Malmendier was born in 1973 in Cologne, then in West Germany. After high school, Malmendier trained as a bank clerk, then studied Economics on a Studienstiftung scholarship. She earned a Ph.D. in law from the University of Bonn in 2000 and a Ph.D. in business economics from Harvard Business School in 2002; her Harvard doctoral thesis was Behavioral approaches to contract theory and corporate finance. Andrei Shleifer served as Malmendier's adviser at Harvard. She worked as an assistant professor of finance at Stanford University from 2002 to 2006. During that time, she held visiting positions at the University of Chicago and Princeton University. Malmendier moved to Berkeley in 2006 where she earned tenure in 2008. She currently is a research associate at the National Bureau of Economic Research, research affiliate at the Centre for Economic Policy Research, and faculty research fellow at the Institute for the Study of Labor.

She was named Alfred P. Sloan Research Fellow (2010–2012), and she received several Citations of Excellence by Emerald for her research (2009, 2006).

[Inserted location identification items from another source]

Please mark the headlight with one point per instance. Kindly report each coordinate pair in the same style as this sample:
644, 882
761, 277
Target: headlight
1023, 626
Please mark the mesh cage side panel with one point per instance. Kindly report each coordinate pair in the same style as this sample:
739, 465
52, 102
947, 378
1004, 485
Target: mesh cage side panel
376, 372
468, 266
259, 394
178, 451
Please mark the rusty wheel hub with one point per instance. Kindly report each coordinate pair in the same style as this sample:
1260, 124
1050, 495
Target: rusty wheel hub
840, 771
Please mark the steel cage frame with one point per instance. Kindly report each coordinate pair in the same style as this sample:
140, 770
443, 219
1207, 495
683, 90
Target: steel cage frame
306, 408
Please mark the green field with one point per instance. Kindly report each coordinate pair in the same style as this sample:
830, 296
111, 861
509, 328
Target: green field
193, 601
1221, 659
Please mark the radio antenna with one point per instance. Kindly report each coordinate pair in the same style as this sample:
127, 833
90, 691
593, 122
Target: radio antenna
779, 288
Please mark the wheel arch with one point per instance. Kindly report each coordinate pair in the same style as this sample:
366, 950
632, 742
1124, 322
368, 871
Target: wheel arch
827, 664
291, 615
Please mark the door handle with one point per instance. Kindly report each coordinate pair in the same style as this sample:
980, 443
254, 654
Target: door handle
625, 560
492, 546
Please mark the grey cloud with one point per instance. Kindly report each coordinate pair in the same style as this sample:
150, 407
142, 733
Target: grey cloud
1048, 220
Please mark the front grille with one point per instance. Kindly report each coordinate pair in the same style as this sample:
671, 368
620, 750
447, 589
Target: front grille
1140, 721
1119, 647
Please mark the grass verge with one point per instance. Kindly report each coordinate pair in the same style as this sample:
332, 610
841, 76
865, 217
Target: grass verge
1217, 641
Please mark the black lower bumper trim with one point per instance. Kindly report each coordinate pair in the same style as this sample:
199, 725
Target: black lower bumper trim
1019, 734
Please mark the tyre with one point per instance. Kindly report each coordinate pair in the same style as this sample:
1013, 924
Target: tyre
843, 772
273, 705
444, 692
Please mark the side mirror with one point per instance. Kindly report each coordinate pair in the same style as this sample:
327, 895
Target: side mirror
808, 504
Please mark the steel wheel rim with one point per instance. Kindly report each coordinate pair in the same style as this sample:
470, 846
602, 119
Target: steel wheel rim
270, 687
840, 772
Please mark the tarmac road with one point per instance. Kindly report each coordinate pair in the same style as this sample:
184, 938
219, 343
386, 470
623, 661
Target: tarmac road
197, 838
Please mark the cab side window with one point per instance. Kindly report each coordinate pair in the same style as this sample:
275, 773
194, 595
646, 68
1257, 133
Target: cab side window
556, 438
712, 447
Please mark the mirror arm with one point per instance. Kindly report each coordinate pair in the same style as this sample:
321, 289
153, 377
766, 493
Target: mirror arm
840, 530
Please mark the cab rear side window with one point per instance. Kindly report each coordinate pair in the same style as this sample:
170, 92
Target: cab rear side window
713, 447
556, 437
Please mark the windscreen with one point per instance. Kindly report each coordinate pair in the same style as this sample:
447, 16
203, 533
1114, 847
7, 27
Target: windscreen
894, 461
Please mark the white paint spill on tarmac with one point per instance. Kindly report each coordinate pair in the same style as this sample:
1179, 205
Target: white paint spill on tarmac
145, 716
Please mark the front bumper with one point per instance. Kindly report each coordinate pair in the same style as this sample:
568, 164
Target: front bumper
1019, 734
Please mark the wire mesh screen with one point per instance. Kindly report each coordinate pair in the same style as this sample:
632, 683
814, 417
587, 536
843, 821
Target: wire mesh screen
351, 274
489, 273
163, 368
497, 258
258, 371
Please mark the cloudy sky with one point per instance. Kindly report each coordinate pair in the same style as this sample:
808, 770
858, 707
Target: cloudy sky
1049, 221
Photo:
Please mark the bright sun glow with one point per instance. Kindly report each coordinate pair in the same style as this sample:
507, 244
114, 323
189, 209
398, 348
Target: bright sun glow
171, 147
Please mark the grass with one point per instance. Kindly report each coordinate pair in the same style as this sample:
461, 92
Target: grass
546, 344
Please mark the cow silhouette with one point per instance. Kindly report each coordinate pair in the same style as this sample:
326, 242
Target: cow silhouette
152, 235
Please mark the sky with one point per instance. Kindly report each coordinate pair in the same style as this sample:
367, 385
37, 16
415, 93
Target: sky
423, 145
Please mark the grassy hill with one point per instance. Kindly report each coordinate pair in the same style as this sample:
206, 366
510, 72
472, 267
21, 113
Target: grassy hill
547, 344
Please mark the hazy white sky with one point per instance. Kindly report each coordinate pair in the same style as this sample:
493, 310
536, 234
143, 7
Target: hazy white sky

In August 2022, Malmendier was appointed by the German government for a five-year term as one of the five economic experts (known as the Five Sages) who make up the German Council of Economic Experts. In October 2022, she was a member of a panel which met in Berlin to discuss the reconstruction of Ukraine.

Positions Held
| Position | Location | Years |
|---|---|---|
| Assistant Professor of Finance | Stanford Graduate School of Business | 2002-2006 |
| Faculty Research Fellow, Labor Economics | NBER | 2004- 2009 |
| Assistant Professor of Economics | UC Berkeley | 2006-2008 |
| Faculty Research Fellow, Corporate Finance | NBER | 2006-2009 |
| Associate Professor of Economics (with tenure) | University of California, Berkeley | 2008-2012 |
| Associate Professor of Finance (with tenure) | HAAS School of Business | 2010- 2012 |
| Faculty Research Fellow | Institute for the Study of Labor (IZA) | 2005–present |
| Affiliate | CESifo | 2006–present |
| Research Affiliate, Labour Economics | CEPR | 2006–present |
| Research Affiliate, Financial Economics | Centre for Economic Policy Research (CEPR) | 2007–present |
| Research Associate, Corporate Finance and Labor Economics | National Bureau of Economic Research (NBER) | 2009–present |
| Professor of Economics | University of California Berkeley | 2012–present |
| Professor of Finance | HAAS School of Business | 2012–present |
| Economic Advisor | German Council of Economic Experts | 2022–present |

==Work==

Malmendier's work focuses on behavioral economics, corporate finance, and law and economics. She has conducted extensive research on CEO overconfidence where she found that overconfident CEOs invested too much money in their companies and pursued destructive acquisitions more frequently than other managers.

She has explored how behavioral biases affect financial decision-making in other contexts. Malmendier has found that people who lived through the Great Depression remain more frugal throughout their lives, a majority of people overestimate how often they will visit the gym, and that security analysts distort recommendations for profit.

Malmendier has also done research into the origin of shareholder companies. She has examined an early form of shareholder company in ancient Rome called the societas publicanorum.

==Honors and awards==
In 2013, she won the prestigious Fischer Black Prize, presented biennially by the American Finance Association for significant original research in finance. In 2019, she was awarded the Gustav Stolper Prize by the German Verein für Socialpolitik. In 2021, she was named a Fellow of the Econometric Society.

==Personal life==

Malmendier is married to fellow Berkeley economics professor Stefano DellaVigna.